Solving the equations of general relativity for colliding black holes is no simple matter.
Physicists began using supercomputers to obtain solutions to this famously hard problem back in the 1960s. In 2000, with no solutions in sight, Kip Thorne, 2018 Nobel Laureate and one of the designers of LIGO, famously bet that there would be an observation of gravitational waves before a numerical solution was reached.
He lost that bet when, in 2005, Carlos Lousto, then at The University of Texas at Brownsville, and his team generated a solution using the Lonestar supercomputer at the Texas Advanced Computing Center. (Concurrently, groups at NASA and Caltech derived independent solutions.)
In 2015, when the Laser Interferometer Gravitational-Wave Observatory (LIGO) first observed such waves, Lousto was in shock.
"It took us two weeks to realize this was really from nature and not from inputting our simulation as a test," said Lousto, now a professor of mathematics at Rochester Institute of Technology (RIT). "The comparison with our simulations was so obvious. You could see with your bare eyes that it was the merger of two black holes."
Lousto is back again with a new numerical relativity milestone, this time simulating merging black holes where the ratio of the mass of the larger black hole to the smaller one is 128 to 1 -- a scientific problem at the very limit of what is computational possible. His secret weapon: the Frontera supercomputer at TACC, the eighth most powerful supercomputer in the world and the fastest at any university.
His research with collaborator James Healy, supported by the National Science Foundation (NSF), was published in Physical Review Letters this week. It may require decades to confirm the results experimentally, but nonetheless it serves as a computational achievement that will help drive the field of astrophysics forward.
"Modeling pairs of black holes with very different masses is very computational demanding because of the need to maintain accuracy in a wide range of grid resolutions," said Pedro Marronetti, program director for gravitational physics at NSF. "The RIT group has performed the world's most advanced simulations in this area, and each of them takes us closer to understanding observations that gravitational-wave detectors will provide in the near future."
LIGO is only able to detect gravitational waves caused by small and intermediate mass black holes of roughly equal size. It will take observatories 100 times more sensitive to detect the type of mergers Lousto and Healy have modeled. Their findings show not only what the gravitational waves caused by a 128:1 merger would look like to an observer on Earth, but also characteristics of the ultimate merged black hole including its final mass, spin, and recoil velocity. These led to some surprises.
"These merged black holes can have speeds much larger than previously known," Lousto said. "They can travel at 5,000 kilometers per second. They kick out from a galaxy and wander around the universe. That's another interesting prediction."
The researchers also computed the gravitational waveforms -- the signal that would be perceived near Earth -- for such mergers, including their peak frequency, amplitude, and luminosity. Comparing those values with predictions from existing scientific models, their simulations were within 2 percent of the expected results.
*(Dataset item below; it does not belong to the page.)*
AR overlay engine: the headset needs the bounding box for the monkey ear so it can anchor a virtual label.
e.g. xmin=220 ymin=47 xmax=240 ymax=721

Previously, the largest mass ratio that had ever been solved with high-precision was 16 to 1 -- eight times less extreme than Lousto's simulation. The challenge of simulating larger mass ratios is that it requires resolving the dynamics of the interacting systems at additional scales.
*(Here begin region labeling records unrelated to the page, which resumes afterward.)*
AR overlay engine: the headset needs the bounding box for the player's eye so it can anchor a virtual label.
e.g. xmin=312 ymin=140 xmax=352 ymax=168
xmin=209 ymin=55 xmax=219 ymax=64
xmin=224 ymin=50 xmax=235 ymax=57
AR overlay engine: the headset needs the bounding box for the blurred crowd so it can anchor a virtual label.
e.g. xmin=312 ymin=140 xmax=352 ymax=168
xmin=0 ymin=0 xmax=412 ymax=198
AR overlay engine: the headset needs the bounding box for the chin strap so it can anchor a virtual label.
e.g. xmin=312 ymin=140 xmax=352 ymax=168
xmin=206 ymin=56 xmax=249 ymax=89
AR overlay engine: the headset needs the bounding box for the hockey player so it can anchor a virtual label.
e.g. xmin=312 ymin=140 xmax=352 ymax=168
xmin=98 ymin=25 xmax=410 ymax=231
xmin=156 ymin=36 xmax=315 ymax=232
Like computer models in many fields, Lousto uses a method called adaptive mesh refinement to get precise models of the dynamics of the interacting black holes. It involves putting the black holes, the space between them, and the distant observer (us) on a grid or mesh, and refining the areas of the mesh with greater detail where it is needed.
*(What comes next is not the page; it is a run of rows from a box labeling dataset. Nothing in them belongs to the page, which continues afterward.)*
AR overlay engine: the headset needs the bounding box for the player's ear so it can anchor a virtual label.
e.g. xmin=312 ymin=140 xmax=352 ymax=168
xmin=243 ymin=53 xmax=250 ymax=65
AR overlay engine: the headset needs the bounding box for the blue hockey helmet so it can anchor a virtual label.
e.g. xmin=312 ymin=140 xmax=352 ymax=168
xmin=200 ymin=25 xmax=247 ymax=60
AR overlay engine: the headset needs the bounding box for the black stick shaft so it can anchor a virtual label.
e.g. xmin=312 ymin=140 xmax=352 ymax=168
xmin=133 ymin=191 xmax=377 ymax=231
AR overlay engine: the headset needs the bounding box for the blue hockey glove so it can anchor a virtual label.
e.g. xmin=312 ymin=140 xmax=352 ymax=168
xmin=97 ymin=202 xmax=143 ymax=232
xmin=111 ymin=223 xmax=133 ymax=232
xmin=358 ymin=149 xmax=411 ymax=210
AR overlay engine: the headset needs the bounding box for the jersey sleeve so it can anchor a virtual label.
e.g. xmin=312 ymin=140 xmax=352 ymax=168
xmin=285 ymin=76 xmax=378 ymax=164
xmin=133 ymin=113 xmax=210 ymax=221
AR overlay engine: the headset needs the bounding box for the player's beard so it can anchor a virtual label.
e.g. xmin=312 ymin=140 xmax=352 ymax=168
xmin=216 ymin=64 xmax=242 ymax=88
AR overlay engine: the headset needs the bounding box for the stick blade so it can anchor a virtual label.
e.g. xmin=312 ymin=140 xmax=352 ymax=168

Lousto's team approached the problem with a methodology that he compares to Zeno's first paradox. By halving and halving the mass ratio while adding internal grid refinement levels, they were able to go from 32:1 black hole mass ratios to 128:1 binary systems that undergo 13 orbits before merger. On Frontera, it required seven months of constant computation.
"Frontera was the perfect tool for the job," Lousto said. "Our problem requires high performance processors, communication, and memory, and Frontera has all three."
The simulation isn't the end of the road. Black holes can have a variety of spins and configurations, which impact the amplitude and frequency of the gravitational waves their merger produces. Lousto would like to solve the equations 11 more times to get a good first range of possible "templates" to compare with future detections.
The results will help the designers of future Earth- and space-based gravitational wave detectors plan their instruments. These include advanced, third generation ground based gravitational wave detectors and the Laser Interferometer Space Antenna (LISA), which is targeted for launch in the mid-2030s.
The research may also help answer fundamental mysteries about black holes, such as how some can grow so big -- millions of times the mass of the Sun.